Tegoroczne lato, nazwałabym w mojej kuchni „latem knedli, klusek i pierogów”. Ależ się z nimi rozkręciłam w tym sezonie!;) Odkryłam, że pospolite kluchy nie muszą być wcale nudne i monotonne. Co chwilę szperam w sieci w poszukiwaniu nowych inspiracji.
Tym razem dostarczyły mi jej kluski, przedstawione na jednej z niemieckich, kulinarnych stron internetowych. Dodam, że tu gdzie aktualnie zamieszkuję – w Bawarii – kluski i knedle to najprawdziwsza świętość. Dlatego też Bawarczycy królują w przepisach na najróżniejsze danie mączne, począwszy od słodkich, a skończywszy na słonych wydaniach tych niezwykłych pyszności.
Dzisiejsze kluski wykonane są z ciasta na bazie kaszy manny i sera twarogowego – nadziane jednym, skromnym, ale jakże pyszny owocem maliny. Najlepiej smakują przestudzone, letnie, polane masłem. Wówczas to bowiem smak użytego w nich twarogu i grysiku pozostaje najintensywniej wyczuwalny. Kluseczki są delikatne i co tu dużo mówić – wyśmienite:) Koniecznie musicie spróbować!

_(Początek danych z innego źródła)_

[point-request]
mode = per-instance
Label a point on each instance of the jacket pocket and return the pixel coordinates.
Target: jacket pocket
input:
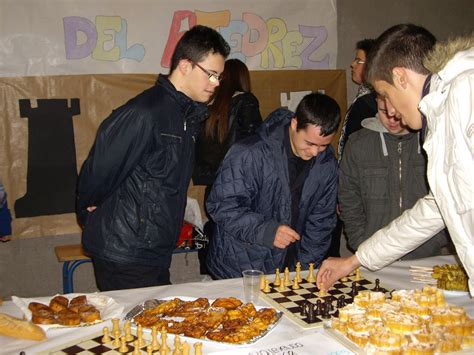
(164, 159)
(375, 183)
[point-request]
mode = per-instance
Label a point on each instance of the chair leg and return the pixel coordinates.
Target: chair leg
(68, 272)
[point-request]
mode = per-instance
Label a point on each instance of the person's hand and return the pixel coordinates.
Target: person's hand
(284, 236)
(332, 269)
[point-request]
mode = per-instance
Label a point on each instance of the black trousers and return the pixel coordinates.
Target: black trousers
(119, 276)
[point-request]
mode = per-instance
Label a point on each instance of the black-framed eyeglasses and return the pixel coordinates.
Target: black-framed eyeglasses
(213, 77)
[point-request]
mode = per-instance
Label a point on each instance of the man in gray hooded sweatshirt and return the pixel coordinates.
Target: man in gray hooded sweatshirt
(383, 173)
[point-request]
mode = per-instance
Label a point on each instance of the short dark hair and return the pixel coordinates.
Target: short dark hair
(365, 45)
(404, 45)
(197, 43)
(319, 110)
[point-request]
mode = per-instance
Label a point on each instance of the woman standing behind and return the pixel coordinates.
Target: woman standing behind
(234, 115)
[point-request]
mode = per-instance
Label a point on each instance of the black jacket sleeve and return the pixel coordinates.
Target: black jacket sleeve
(120, 144)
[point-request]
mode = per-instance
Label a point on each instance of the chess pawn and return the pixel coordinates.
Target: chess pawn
(311, 277)
(141, 341)
(164, 336)
(322, 293)
(357, 275)
(267, 288)
(295, 286)
(128, 331)
(298, 272)
(123, 345)
(116, 341)
(281, 288)
(277, 277)
(177, 342)
(185, 348)
(155, 345)
(149, 350)
(198, 349)
(136, 348)
(116, 326)
(262, 282)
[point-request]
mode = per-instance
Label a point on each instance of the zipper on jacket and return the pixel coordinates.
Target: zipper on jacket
(399, 150)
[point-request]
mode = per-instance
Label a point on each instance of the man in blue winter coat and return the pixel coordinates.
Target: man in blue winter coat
(131, 194)
(274, 199)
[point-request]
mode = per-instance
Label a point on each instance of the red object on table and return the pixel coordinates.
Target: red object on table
(185, 239)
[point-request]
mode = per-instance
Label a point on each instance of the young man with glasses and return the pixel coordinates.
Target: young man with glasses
(132, 187)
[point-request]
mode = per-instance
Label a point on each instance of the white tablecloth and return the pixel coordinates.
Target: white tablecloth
(395, 276)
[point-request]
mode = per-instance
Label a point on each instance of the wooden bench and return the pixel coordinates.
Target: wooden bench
(72, 256)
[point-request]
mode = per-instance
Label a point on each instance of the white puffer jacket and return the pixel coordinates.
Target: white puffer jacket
(449, 108)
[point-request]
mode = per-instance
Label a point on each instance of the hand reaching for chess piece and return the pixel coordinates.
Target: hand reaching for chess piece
(332, 269)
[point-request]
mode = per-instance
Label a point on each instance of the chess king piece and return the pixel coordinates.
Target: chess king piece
(277, 277)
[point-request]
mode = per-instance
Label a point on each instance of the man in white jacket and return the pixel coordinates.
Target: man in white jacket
(429, 88)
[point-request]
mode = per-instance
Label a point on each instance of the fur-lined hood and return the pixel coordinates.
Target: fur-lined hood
(444, 51)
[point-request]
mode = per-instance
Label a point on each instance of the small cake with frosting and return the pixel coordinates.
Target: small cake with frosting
(402, 323)
(347, 311)
(367, 298)
(449, 315)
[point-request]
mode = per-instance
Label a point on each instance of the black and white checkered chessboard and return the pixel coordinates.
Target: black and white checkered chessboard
(290, 301)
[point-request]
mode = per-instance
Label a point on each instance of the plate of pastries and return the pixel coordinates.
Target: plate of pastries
(71, 310)
(410, 322)
(224, 320)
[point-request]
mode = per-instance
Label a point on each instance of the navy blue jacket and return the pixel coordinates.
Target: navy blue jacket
(251, 198)
(137, 174)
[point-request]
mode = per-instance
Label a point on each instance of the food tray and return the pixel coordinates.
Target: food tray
(138, 309)
(358, 350)
(107, 307)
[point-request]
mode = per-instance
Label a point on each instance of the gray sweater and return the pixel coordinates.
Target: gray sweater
(382, 175)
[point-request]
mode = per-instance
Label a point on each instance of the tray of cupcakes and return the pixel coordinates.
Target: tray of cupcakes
(410, 322)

Składniki (na ok. 14 klusek):
500g sera twarogowego (z kubka)
140g kaszy manny (grysiku)
140g mąki pszennej
140g miękkiego masła
140g cukru (można dać mniej)
2 żółtka
1 łyżeczka cukru wanilinowego
Szczypta soli
Dodatkowo: 14 dużych malin (można nadziewać również innymi dowolnymi owocami)
Wykonanie:
Wszystkie składniki umieścić w misie i zmiksować na jednolitą masę. Wstawić do lodówki na 1-2 godziny (w zależności jakim dysponujecie czasem). Nieco dłuższe „leżakowanie” cista w lodówce, nie wpłynie jednak na jego jakość. Po wyjęciu z lodówki podzielić na 14 równych części. Najłatwiej ułatwić sobie życie, odmierzywszy za pomocą wagi kulki o mniej więcej podobnej masie – 70g. Ostatnia kulka może ważyć oczywiście nieco mniej, aby nie zmarnować ciasta;) Zagotować wodę w wysokim garnku – kluski muszą swobodnie pływać. Formować je w dłoniach oprószonych mąką, do środka wkładając jedną sporą malinę. Kluski wkładać do wrzącej wody i gotować na średnim ogniu przez ok. 15 minut, aż wypłyną i „spuchną”. Wyłożyć na talerz i dać im chwilę odpocząć. Moim zdaniem kluski smakują najlepiej wtedy, gdy podamy je letnie, a nawet prawie zimne. Jak wskazałam wyżej wówczas to najlepiej wyczuwalne pozostają wszystkie smaki, które składają się na całościowy efekt dania. Polecam również polać kluseczki stopionym masłem i zjeść w towarzystwie świeżych malin. Smacznego!